OBSERVER: How the EU Space Programme supports Search and Rescue – Galileo SAR Meet 2025
OBSERVER: How the EU Space Programme supports Search and Rescue – Galileo SAR Meet 2025
sonia
Thu, 14/08/2025 – 12:04
From Europe’s highest mountain ranges to the open sea, the EU Space Programme is helping rescuers save lives. Galileo’s Search and Rescue (SAR) service, the European Union’s contribution to the global Cospas-Sarsat network, provides rapid detection and precise location of distress beacons, while Copernicus provides free and open data which can be used to assist SAR mission planning. Every two years, the Galileo SAR Meet brings together crews from across Europe and beyond to test their skills, share experience, and help shape the future of this life-saving service. In this Observer, we look at how the EU Space Programme supports SAR efforts on the ground, with a spotlight on Galileo SAR Meet 2025.

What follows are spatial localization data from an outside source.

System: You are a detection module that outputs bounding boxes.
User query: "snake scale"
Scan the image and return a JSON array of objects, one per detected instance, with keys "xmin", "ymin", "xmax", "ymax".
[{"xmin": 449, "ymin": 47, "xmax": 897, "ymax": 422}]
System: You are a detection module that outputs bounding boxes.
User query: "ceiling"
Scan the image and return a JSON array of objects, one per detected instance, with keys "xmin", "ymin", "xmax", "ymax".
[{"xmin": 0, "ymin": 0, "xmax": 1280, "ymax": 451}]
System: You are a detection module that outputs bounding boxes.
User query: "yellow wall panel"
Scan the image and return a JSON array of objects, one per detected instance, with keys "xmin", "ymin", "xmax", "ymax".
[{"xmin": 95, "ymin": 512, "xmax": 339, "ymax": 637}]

Whether at sea, in the mountains, or in remote wilderness, locating people in distress has always been a race against time. The Cospas-Sarsat system, established in the 1980s, revolutionised this effort by enabling emergency beacons to transmit a signal to satellites, triggering a rescue response.
Today, the EU Space Programme plays a central role in this global safety net, which helps save 2,000 lives each year. Galileo’s SAR service delivers unprecedented speed and precision in beacon detection, and Copernicus supports search and rescue by making data available which can be used to assist mission planning, including forecasts of ocean currents and waves.
Together these capabilities show how Europe’s investment in space technology directly supports public safety and crisis response.
Galileo SAR in the global search and rescue system
Galileo operates in Medium Earth Orbit (MEO), and as of mid-2025 the constellation includes 27 operational satellites. Thanks to a combination of its MEO configuration, advanced signal design, highly stable atomic clocks, and a robust global ground segment, Galileo provides around 1 metre accuracy, notably better than GPS, and its High Accuracy Service (HAS) can achieve decimetre-level precision (about 20 cm horizontally and 40 cm vertically).
Galileo SAR is Europe’s contribution to the international Cospas-Sarsat system, a global network designed to detect distress beacon signals anywhere on Earth and relay them to ground stations. Once a beacon is activated, its signal travels tens of thousands of kilometres to a satellite in orbit and back to the Galileo Ground Segment, where the location is calculated and sent to the nearest Rescue Coordination Centre. Cospas-Sarsat has participating satellites which operate in three distinct orbital segments: the original Low Earth Orbit (LEOSAR) and geostationary (GEOSAR) segments, and the more recent Medium Earth Orbit (MEOSAR) segment.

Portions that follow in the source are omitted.